You wouldn't catch all misspelling, but it could be very useful information to find what flows and what doesn't - or perhaps explicitly go looking for something out of the norm to capture attention.

▲

paol 6 days ago | parent | next [-]

I would like this too. This approach would also fix the most common failure mode of spelling checkers: typos that are accidentally valid words.

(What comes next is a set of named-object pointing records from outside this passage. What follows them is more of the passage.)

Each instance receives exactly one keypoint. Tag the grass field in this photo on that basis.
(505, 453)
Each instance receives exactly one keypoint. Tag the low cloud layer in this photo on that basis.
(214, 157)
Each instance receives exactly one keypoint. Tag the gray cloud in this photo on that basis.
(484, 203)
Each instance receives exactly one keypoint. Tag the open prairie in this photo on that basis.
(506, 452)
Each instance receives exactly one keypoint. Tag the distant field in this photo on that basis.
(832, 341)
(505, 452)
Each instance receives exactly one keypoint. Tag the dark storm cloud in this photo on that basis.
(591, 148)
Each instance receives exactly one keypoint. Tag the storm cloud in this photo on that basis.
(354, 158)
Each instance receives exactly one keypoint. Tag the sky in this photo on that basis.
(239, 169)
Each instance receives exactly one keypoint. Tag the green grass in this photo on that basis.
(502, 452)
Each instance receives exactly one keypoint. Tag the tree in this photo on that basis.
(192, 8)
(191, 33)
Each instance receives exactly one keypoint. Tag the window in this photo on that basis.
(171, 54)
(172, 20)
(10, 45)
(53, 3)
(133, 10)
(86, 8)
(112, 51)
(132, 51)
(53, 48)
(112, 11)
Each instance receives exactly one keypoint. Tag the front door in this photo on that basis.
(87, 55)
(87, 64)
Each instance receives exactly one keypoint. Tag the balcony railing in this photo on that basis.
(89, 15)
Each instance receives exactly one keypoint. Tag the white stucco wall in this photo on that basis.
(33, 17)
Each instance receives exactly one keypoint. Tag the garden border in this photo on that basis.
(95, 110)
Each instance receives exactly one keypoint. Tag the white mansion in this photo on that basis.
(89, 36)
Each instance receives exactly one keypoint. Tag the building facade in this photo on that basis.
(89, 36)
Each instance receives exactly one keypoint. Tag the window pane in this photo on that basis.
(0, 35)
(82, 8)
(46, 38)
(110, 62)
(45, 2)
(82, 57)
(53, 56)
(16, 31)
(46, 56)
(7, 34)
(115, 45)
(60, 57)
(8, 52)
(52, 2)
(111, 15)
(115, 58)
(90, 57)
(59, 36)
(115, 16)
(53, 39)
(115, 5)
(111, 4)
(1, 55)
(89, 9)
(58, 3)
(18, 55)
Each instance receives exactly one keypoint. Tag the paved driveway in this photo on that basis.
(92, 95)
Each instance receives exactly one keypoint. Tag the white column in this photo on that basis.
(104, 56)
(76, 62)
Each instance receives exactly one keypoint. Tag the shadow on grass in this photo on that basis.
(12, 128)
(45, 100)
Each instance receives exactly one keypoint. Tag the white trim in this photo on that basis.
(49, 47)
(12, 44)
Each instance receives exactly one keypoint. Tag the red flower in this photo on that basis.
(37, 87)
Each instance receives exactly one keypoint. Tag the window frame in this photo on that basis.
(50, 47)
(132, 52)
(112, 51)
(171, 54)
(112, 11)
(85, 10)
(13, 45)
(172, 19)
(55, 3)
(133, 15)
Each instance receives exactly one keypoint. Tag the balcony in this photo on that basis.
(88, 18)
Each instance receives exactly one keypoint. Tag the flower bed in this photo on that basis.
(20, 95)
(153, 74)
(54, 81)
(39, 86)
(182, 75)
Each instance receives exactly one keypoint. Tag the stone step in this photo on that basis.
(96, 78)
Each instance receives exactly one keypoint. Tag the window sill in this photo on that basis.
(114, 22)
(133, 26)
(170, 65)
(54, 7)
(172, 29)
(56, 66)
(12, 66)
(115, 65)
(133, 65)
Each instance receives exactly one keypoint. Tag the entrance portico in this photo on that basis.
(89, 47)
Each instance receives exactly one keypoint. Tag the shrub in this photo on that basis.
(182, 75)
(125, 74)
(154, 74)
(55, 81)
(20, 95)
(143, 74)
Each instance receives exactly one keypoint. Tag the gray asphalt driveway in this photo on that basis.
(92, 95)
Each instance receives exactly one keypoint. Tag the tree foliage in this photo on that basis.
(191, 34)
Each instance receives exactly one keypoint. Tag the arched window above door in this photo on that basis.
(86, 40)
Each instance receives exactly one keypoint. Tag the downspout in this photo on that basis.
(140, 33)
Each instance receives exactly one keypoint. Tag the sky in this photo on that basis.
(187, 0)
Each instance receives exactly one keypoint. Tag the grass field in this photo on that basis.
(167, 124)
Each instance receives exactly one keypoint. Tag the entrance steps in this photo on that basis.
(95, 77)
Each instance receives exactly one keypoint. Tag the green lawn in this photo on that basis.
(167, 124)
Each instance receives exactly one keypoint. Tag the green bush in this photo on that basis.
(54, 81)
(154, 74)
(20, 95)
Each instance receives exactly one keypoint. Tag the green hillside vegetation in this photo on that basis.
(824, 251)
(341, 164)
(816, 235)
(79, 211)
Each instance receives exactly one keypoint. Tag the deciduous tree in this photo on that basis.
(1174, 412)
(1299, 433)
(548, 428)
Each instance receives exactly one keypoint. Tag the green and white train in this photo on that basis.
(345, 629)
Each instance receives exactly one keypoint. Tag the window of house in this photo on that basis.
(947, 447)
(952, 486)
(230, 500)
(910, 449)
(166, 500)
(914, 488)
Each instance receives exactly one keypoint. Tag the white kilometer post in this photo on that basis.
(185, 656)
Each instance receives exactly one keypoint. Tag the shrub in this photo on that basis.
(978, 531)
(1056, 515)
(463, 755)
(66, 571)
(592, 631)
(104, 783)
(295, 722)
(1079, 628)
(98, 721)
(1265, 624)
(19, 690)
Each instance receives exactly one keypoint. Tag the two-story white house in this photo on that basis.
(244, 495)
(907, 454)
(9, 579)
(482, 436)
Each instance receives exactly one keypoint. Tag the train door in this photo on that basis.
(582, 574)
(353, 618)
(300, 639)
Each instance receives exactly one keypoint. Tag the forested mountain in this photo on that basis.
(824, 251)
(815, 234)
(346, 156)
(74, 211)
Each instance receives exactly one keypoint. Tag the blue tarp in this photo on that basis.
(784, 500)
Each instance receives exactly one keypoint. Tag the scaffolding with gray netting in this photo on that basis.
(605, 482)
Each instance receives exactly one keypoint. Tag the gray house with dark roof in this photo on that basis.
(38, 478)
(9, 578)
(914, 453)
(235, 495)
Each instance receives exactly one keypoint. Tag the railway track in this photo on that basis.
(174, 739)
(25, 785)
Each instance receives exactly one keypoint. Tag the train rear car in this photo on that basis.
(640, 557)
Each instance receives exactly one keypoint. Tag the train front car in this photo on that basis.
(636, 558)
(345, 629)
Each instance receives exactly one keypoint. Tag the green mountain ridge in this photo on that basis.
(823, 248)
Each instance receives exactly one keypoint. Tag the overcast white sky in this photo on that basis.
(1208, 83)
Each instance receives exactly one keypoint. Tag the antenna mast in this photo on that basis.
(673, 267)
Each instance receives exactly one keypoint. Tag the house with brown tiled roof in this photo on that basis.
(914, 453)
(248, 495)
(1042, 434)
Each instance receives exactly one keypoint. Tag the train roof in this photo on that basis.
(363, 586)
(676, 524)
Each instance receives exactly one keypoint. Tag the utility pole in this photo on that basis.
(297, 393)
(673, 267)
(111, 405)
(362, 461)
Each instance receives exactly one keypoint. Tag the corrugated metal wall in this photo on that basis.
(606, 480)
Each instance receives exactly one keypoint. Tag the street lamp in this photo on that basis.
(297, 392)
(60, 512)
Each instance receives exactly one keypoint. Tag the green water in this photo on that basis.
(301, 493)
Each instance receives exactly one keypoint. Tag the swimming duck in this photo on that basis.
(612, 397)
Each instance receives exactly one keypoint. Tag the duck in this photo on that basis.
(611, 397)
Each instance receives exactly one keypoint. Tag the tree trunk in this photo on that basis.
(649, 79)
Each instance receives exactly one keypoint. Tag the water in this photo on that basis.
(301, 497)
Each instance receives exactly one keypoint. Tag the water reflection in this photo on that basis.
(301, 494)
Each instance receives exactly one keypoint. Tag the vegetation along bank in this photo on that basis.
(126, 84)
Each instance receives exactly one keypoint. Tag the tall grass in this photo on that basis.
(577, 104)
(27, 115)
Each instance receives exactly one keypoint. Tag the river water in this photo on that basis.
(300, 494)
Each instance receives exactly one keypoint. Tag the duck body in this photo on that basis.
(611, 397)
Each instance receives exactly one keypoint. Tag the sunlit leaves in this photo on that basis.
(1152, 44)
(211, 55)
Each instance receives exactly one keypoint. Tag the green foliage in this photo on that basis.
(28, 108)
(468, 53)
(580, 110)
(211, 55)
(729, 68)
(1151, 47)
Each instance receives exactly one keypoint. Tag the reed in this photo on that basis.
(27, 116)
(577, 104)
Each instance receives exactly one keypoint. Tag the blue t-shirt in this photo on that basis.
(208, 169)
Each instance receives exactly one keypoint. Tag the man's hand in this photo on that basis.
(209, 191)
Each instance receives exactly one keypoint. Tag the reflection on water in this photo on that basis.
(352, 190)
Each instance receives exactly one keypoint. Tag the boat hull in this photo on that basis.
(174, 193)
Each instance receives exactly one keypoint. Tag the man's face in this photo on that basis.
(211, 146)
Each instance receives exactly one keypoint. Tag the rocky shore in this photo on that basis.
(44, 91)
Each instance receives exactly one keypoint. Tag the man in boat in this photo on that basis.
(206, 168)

I constantly type "form" instead of "from" for example and spelling checkers don't help at all. Even a simple LLM could easily notice out of place words like that. And LLMs also could easily go further and do grammar and style checking.

▲

NitpickLawyer 6 days ago | parent | prev | next [-]

I've seen this in a UI. They went a step further and you could select a word (well token but anyway) and "regenerate" from that point by selecting another word from the token distribution. Pretty neat. Had the heatmaps that you mentioned, based on probabilities returned by the LLM.

This should also be pretty cheap (just one pass through the LLM).

	▲	6 days ago \| parent [-]
		[deleted]

▲

anuramat 5 days ago | parent | prev | next [-]

That's how BERT is trained, masked language modeling

▲

dsign 5 days ago | parent [-]

I've used BERT to do that sort of thing. It was a prototype and I was using Pytorch, also, I'm not an expert on Pytorch performance. I also tried with models that succeeded BERT for masked token. My issue with it is that it was slow :-( . My second issue with it is that it wasn't integrated in my favorite word editor. But definitively useful.

	▲	anuramat 3 days ago \| parent [-]
		Did you try any diffusion models? They should be quick enough

▲

simianwords 6 days ago | parent | prev [-]

in fact it can work at the language level completely with a prompt like "mark parts of this paragraph that don't flow well".